Suncor president and CEO Rick George announced last month that northern Alberta beat out the U.S. for the company's new upgrader - the third to be built beside Suncor's oilsands mine north of Fort McMurray.

The new upgrader will be a "giant," in terms of capacity, compared with the other two plants. Let's hope the giant comes lined with stainless steel.

The Mackenzie Valley pipeline is losing the race to its bigger Alaska 'cousin.' It's hard to come to any other conclusion, after reports last week that the Deh Cho First Nations in the Northwest Territories are resuming legal action aimed at blocking the $7-billion Mackenzie project.

The Deh Cho, which had put their two lawsuits on hold, say they're fed up with the lack of progress in resolving their governance and land claim issues with Ottawa, after months of jawboning with federal bureaucrats.

In fact, the Mackenzie project has taken two steps backward.

Regulators have halted the environmental review of the 1,220-kilometre line, until the natural gas producers' consortium led by Imperial Oil Ltd. details exactly how the mega-project will affect communities along the route.

The joint review panel says it won't schedule hearings until the developers fill the information gaps in Imperial Oil's 6,500-page submission. Meanwhile, U.S. regulators agreed last week on rules aimed at speeding development of the $20-billion US Alaska Highway pipeline.

According to reports, the new rules issued by the Federal Energy Regulatory Commission will require project developers BP plc, ConocoPhillips and ExxonMobil Corp. to offer access to the pipeline to all interested users on equal terms. Developers also would have to allow for expansions in the system to accommodate growth in Alaska's natural gas output.

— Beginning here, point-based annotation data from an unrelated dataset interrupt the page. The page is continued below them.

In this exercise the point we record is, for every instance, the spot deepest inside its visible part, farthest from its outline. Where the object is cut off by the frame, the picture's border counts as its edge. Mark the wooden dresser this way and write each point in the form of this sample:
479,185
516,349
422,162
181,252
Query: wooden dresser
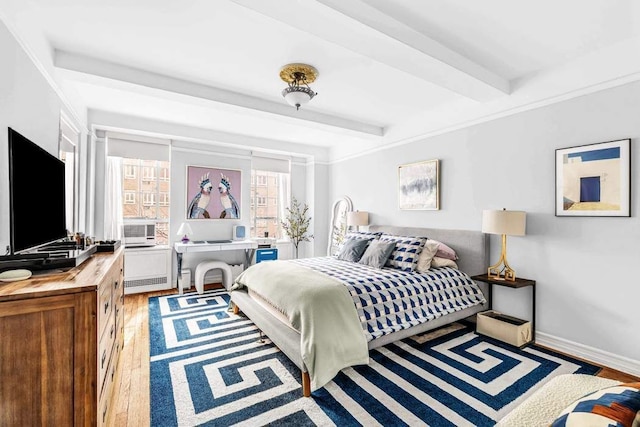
61,334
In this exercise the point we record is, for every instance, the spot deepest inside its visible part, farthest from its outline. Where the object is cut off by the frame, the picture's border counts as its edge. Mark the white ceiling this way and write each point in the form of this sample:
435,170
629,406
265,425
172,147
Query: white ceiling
390,71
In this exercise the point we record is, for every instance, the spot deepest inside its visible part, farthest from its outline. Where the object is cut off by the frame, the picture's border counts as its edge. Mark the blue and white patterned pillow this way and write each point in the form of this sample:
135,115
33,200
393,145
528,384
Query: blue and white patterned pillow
612,406
405,255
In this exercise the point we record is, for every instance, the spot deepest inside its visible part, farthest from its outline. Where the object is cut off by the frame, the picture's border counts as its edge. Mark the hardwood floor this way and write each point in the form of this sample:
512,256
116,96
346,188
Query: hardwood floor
132,377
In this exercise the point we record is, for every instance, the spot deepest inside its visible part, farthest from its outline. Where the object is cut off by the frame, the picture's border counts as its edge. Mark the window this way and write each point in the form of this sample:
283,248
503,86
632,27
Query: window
164,174
269,199
148,199
148,173
144,196
129,172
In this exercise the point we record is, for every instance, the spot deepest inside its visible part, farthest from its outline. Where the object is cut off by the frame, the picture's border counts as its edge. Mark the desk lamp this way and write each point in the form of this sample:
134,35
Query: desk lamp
506,223
357,218
185,231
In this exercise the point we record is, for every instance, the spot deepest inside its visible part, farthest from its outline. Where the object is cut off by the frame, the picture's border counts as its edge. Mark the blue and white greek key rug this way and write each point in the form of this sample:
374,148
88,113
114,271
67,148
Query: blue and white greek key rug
208,368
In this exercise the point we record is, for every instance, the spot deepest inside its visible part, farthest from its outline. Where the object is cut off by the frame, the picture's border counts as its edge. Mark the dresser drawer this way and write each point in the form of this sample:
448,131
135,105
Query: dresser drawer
105,306
105,350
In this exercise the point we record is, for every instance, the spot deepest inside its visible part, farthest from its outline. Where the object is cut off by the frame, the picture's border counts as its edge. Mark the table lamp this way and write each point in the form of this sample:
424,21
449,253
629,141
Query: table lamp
357,218
506,223
184,231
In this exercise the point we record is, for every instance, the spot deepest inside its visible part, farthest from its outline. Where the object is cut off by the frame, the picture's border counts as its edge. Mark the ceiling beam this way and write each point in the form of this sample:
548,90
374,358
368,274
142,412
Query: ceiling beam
383,38
121,73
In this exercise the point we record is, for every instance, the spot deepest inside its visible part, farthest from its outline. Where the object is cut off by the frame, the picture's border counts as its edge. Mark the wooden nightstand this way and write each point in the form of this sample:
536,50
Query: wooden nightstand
518,283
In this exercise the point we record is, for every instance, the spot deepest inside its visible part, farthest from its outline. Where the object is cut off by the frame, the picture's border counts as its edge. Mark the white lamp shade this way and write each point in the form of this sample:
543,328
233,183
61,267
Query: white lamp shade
511,223
184,230
358,218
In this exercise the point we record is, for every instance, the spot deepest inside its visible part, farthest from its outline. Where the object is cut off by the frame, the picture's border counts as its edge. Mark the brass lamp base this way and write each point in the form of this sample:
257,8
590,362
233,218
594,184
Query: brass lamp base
495,271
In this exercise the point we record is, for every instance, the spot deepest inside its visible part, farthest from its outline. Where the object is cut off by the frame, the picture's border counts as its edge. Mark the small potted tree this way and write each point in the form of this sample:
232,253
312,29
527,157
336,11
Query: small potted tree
296,224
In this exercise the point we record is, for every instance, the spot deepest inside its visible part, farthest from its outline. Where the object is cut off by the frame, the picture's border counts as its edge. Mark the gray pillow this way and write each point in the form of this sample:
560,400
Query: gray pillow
353,249
377,253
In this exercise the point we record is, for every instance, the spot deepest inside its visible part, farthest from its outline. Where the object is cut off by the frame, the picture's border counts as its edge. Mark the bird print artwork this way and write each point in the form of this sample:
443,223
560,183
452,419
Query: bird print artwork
198,205
229,205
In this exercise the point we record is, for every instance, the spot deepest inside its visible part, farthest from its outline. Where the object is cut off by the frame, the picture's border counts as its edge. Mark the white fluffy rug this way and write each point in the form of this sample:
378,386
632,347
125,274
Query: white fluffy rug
542,407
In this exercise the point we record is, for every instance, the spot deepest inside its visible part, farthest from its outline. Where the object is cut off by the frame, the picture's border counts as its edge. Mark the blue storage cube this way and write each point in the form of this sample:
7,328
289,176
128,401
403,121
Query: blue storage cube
270,254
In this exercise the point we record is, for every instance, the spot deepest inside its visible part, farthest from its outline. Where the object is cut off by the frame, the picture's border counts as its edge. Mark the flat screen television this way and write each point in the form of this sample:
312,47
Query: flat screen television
36,195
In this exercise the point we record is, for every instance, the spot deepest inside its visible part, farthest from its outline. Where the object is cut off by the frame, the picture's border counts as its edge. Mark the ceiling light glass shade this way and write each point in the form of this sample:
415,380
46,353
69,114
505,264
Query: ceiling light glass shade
298,95
298,76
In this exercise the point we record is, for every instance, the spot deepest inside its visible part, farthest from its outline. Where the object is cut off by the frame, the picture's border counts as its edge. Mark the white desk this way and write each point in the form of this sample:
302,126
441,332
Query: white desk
249,247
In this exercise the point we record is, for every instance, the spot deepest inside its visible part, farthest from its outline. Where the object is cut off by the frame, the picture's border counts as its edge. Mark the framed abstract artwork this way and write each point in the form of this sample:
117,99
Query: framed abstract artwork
418,186
213,193
594,179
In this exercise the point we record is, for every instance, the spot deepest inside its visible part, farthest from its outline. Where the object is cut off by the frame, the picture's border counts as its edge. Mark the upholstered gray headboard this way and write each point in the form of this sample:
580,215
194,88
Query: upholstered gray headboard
471,246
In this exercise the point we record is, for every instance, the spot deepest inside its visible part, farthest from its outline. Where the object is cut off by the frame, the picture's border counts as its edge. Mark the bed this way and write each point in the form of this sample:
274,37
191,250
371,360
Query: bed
470,246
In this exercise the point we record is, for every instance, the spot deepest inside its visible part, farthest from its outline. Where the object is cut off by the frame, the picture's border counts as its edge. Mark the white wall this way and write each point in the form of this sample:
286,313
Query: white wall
29,105
586,268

The new rules should help developers gauge demand for the pipeline and line up financing for the project.

But what should really worry the would-be Mackenzie Valley pipeline builders in Canada is that mention of allowing for expansions in the Alaska Highway pipeline.

Those expansions - if not the U.S. line itself - will render the Mackenzie line, if it's not built first, about as attractive as Ozzy Osbourne in a thong.